Step 9 – Start the distribution agent (twice). When we defined the subscription, we told SQL to only run the distribution agent on demand. This prevented the agent from trying to run until we finished our database restore and all the other stuff we had to do. Now, we are ready for it. So, on the distributor (or publisher, if it is the same machine), expand the Replication Monitor folder, then expand the Agents folder. Click on Distribution Agents and right click the agent for this subscription. Choose Start Agent. Refresh the view a couple of times and you’ll see the last Action column cycle through some states, eventually ending at “No replicated transactions are available” and the agent will have stopped. Now we want to set the agent to run continuously, so right click the agent again and choose Agent Properties. This will bring up the job details screen for the agent. Click the Schedules tab and click the Edit button. Change the setting from “One time” to “Start automatically when SQL Server Agent starts.” Click OK twice to return to the replication monitor screen. Now start the agent again by right clicking on it and selecting Start Agent. It should stay running this time.
Step 10 – Verify replication is working. Make some test transactions on the publisher and make sure they get propagated to the subscriber. Because the replication process involves three different stored procedures (remember – one for inserts, one for updates, and one for deletes), I like to perform one of each type of action. In this particular case, I also tested using a table that has an identity column and a timestamp column since we had to jump through some hoops to handle those correctly. If something went wrong and replication failed for some reason, the distribution agent will have stopped. You can check the error history for the agent to see what the problem is.
Phew. Lots of work for this. The good news however, is that SQL 2008 has built in support for initializing replication using a backup!!
Now it’s time for some more caveats. I already mentioned that this method might cause problems with code that refers to columns by ordinal position. I would also like to point out that this method completely ignores schemas. If your database makes use of them, this method may not work or may need to be heavily tweaked. And finally, my code to change the timestamp columns to varbinary will likely supersize your transaction log if you have lots of data. You may want to manually take a transaction log backup after this is complete.
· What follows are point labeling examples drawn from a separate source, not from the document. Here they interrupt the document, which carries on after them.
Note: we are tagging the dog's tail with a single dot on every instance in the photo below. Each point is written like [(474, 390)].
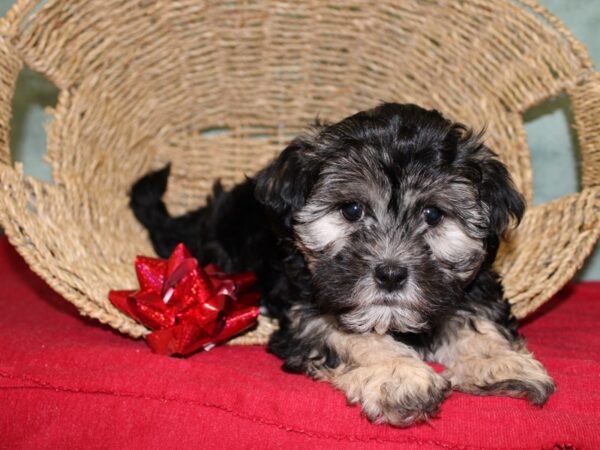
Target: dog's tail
[(150, 210)]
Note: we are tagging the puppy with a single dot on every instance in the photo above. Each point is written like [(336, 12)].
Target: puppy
[(373, 241)]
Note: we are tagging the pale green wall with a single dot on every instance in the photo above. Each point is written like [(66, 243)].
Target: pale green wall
[(548, 128)]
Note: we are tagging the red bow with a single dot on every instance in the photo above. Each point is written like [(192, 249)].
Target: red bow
[(188, 308)]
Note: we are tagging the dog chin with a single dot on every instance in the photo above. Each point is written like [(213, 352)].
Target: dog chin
[(382, 318)]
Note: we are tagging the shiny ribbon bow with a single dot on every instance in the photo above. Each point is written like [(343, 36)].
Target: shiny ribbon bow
[(188, 307)]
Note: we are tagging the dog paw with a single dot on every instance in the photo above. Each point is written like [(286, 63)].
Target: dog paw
[(518, 376), (395, 393)]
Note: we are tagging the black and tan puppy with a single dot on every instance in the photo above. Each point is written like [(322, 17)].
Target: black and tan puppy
[(373, 240)]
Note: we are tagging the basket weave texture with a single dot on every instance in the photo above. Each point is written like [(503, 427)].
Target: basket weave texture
[(219, 88)]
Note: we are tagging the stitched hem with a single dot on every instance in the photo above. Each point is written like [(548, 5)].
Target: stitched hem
[(40, 384)]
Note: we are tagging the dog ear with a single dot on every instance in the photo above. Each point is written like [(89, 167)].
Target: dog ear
[(505, 205), (284, 185), (497, 192)]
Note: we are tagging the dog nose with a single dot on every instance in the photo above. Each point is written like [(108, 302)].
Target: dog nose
[(390, 276)]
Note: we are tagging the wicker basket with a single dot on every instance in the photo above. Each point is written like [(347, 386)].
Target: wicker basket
[(218, 88)]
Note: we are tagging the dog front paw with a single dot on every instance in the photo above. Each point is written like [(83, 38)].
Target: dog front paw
[(516, 375), (395, 393)]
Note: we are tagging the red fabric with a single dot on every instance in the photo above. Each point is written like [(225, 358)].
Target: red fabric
[(66, 382)]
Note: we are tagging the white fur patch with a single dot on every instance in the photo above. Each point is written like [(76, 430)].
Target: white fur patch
[(328, 230), (399, 313)]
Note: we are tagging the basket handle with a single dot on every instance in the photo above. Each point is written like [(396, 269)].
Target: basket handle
[(585, 104)]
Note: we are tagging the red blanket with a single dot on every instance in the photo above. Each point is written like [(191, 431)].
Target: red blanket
[(67, 382)]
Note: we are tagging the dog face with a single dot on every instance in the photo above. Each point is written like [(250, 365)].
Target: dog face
[(395, 211)]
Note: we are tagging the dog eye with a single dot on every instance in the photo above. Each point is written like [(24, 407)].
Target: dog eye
[(352, 211), (432, 215)]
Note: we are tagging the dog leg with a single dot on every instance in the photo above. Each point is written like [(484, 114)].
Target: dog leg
[(482, 360), (389, 379)]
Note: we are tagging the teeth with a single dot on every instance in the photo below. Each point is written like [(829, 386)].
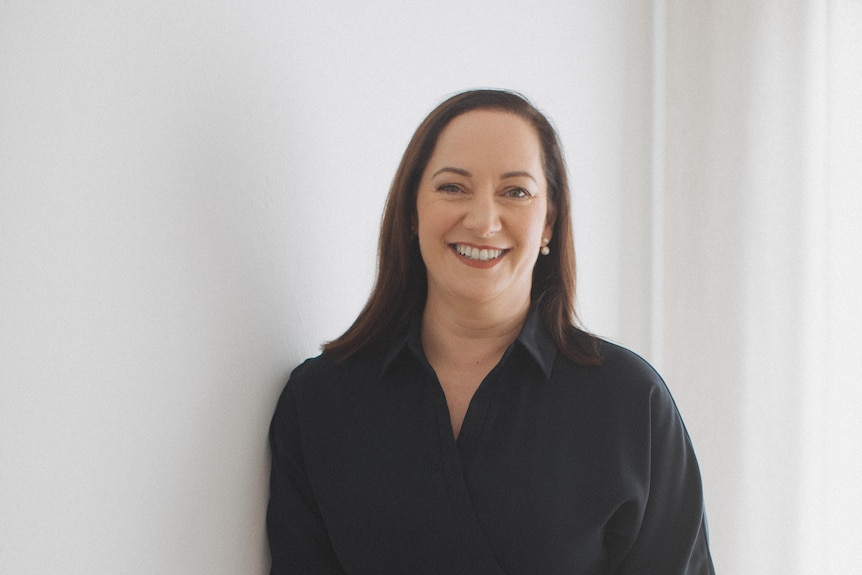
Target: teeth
[(476, 253)]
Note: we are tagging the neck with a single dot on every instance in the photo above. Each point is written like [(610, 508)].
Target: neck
[(460, 329)]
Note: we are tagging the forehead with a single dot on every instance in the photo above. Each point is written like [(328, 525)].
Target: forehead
[(489, 137)]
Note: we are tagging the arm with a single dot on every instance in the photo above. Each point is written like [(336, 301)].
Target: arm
[(672, 537), (298, 540)]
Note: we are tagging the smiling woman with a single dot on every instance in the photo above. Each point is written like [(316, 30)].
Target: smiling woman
[(465, 423)]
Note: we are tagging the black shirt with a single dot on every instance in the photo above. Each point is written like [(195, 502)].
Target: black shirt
[(558, 468)]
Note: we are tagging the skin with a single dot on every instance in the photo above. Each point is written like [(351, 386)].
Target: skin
[(483, 187)]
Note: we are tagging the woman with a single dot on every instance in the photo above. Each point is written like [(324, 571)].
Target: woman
[(464, 423)]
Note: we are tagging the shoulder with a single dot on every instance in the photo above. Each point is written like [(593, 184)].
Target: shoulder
[(324, 379), (623, 377)]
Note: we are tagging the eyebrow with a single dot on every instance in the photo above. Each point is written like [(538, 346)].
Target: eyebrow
[(467, 174)]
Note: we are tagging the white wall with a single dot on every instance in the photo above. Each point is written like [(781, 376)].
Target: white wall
[(189, 199)]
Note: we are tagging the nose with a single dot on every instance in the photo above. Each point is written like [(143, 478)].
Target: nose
[(483, 216)]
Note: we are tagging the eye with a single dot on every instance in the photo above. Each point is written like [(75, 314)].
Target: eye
[(450, 188), (518, 193)]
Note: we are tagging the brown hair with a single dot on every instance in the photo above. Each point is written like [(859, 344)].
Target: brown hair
[(400, 288)]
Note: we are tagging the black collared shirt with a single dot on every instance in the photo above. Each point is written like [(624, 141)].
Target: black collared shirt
[(558, 468)]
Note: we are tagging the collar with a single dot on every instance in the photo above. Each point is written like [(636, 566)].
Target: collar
[(532, 339)]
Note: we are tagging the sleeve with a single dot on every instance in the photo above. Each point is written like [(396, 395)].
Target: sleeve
[(298, 540), (672, 538)]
As I mentioned several times, testing is very important. I initially made a small test database to work out this procedure on and it worked fine. Then I used a copy of the actual data and found more problems and situations that needed to be addressed. That proved invaluable and saved lots of downtime. Better to run into problems during testing, when there is relatively little pressure, than to encounter them during the live migration when downtime has to be minimized.
And finally, the real savings in all this: time. When we would have to reinitialize a subscription to this database before, it took about 72 hours. This method takes less than 4. These steps not only helped during the migration to a new cluster, but will also help if our network connection between sites goes down for an extended period and the subscription expires, requiring re-initialization.